Like T.C. Boyle, to whom he has been appropriately compared, Barlow paints personalities in broad strokes and doesn’t shun melodrama. His latest is the tale of Rhubarilla, a Coca-Cola–like soft drink developed in 1869 by the dysfunctional Brookes family in conjunction with a hunchbacked dwarf named Roderick Vermilion. Despite his novels’ excesses, the author conveys genuine affection for his grotesque characters and situates Rhubarilla’s creation within the shrewdly observed context of Victorian society, culture and business. (Barlow sketches with equal authority a music-hall performance, the workings of the temperance movement and the tentative early stirrings of modern advertising.) Isaac Brookes, age 50, is slightly bored with the wool trade and the time it requires him to spend in France, away from ailing wife Sarah and their two sons, ne’er-do-well Tom and illiterate but oddly gifted George.
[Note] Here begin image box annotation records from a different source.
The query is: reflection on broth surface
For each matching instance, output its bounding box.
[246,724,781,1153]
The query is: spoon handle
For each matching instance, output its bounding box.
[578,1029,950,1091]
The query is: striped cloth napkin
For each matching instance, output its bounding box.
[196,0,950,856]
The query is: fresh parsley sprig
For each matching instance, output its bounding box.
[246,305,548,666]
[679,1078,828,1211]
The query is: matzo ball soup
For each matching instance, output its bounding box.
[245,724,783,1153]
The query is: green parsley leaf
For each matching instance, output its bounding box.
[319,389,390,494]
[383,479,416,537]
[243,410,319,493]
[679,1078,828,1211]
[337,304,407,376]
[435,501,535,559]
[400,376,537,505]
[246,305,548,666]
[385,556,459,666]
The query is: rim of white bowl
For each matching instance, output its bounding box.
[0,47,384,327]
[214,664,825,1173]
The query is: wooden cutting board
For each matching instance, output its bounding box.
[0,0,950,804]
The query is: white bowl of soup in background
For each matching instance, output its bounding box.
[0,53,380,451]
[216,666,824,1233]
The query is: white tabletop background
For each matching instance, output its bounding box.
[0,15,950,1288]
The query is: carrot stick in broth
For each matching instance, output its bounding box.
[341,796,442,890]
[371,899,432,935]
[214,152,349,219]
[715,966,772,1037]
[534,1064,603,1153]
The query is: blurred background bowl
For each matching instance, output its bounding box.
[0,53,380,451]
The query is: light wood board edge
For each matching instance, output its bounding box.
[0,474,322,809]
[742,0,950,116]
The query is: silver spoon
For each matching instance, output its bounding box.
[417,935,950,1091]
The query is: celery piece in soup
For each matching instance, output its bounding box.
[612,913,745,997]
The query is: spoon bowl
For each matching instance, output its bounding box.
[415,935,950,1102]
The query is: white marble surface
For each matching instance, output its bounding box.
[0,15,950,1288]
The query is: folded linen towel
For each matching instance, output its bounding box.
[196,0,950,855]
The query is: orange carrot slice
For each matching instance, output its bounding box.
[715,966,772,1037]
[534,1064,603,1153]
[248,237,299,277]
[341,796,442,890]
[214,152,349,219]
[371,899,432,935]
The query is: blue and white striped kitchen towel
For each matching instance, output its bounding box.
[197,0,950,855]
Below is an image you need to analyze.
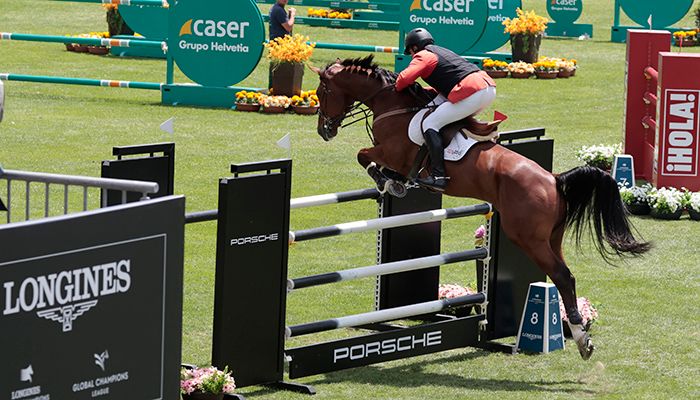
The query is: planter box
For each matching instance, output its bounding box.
[270,62,304,97]
[236,103,260,112]
[484,69,508,79]
[510,35,542,64]
[510,71,532,79]
[292,106,318,115]
[535,71,559,79]
[651,208,683,221]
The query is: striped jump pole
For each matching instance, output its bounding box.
[289,203,491,243]
[309,42,399,54]
[287,247,489,291]
[53,0,170,8]
[285,293,486,339]
[0,32,168,52]
[180,188,380,224]
[0,73,164,90]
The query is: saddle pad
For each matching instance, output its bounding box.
[408,108,479,161]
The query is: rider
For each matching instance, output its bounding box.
[396,28,496,191]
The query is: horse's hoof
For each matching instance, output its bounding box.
[384,179,408,199]
[576,333,595,360]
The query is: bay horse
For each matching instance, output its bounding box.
[311,56,651,360]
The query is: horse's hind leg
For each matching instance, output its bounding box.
[523,239,595,360]
[357,145,406,197]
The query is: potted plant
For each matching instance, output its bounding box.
[508,61,535,79]
[673,30,698,47]
[503,8,549,63]
[532,58,559,79]
[265,35,316,96]
[576,144,622,172]
[559,296,598,338]
[620,183,652,215]
[556,58,577,78]
[180,367,236,400]
[481,58,508,79]
[685,192,700,221]
[236,90,263,111]
[291,90,319,115]
[262,96,292,114]
[647,187,683,220]
[102,4,134,37]
[438,284,476,317]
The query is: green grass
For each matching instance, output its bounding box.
[0,0,700,399]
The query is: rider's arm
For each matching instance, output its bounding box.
[396,50,437,91]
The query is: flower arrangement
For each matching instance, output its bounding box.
[508,61,535,74]
[438,284,476,317]
[265,34,316,63]
[236,90,264,104]
[180,367,236,397]
[559,296,598,329]
[673,29,698,46]
[503,8,549,36]
[647,187,683,219]
[576,143,622,171]
[532,58,559,72]
[474,225,486,247]
[307,8,352,19]
[481,58,508,71]
[291,89,318,107]
[261,96,292,108]
[620,183,652,215]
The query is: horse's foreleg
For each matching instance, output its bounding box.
[357,145,406,197]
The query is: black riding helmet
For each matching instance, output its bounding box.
[403,28,435,55]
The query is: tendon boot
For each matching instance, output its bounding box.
[416,129,450,192]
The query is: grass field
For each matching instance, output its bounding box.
[0,0,700,399]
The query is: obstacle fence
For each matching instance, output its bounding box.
[0,164,158,223]
[624,30,700,190]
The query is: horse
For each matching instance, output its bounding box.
[311,56,651,360]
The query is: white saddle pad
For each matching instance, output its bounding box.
[408,109,479,161]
So when he literally stumbles across Vermilion in a train compartment, he’s ripe for the blandishments of a hunchbacked con artist who might just be a visionary businessman. In London, Roderick spends lavishly on Isaac’s credit, earning the wrath of drunken Tom (who thinks he’s the only one who should waste his father’s money), but also garners the insight that the world needs a refreshing, non-alcoholic drink. Many false starts later, Roderick has perfected the recipe and Isaac has cornered the market in rhubarb, an essential ingredient. But Sarah dies, Isaac suffers a stroke and, in the story’s darkest moment, upright but innocent George seems incapable of protecting Roderick from Tom’s jealous lies. Events improbably improve from this low point in Barlow’s surprisingly genial narrative (even Tom has his good points). The villain gets his comeuppance, George comes into his own, Roderick comes back and Rhubarilla is a smash, after a judiciously solicited plug from a popular singer.
Not noteworthy for either probability or restraint, but Barlow’s lively imagination will carry along those who appreciate risk-taking fiction.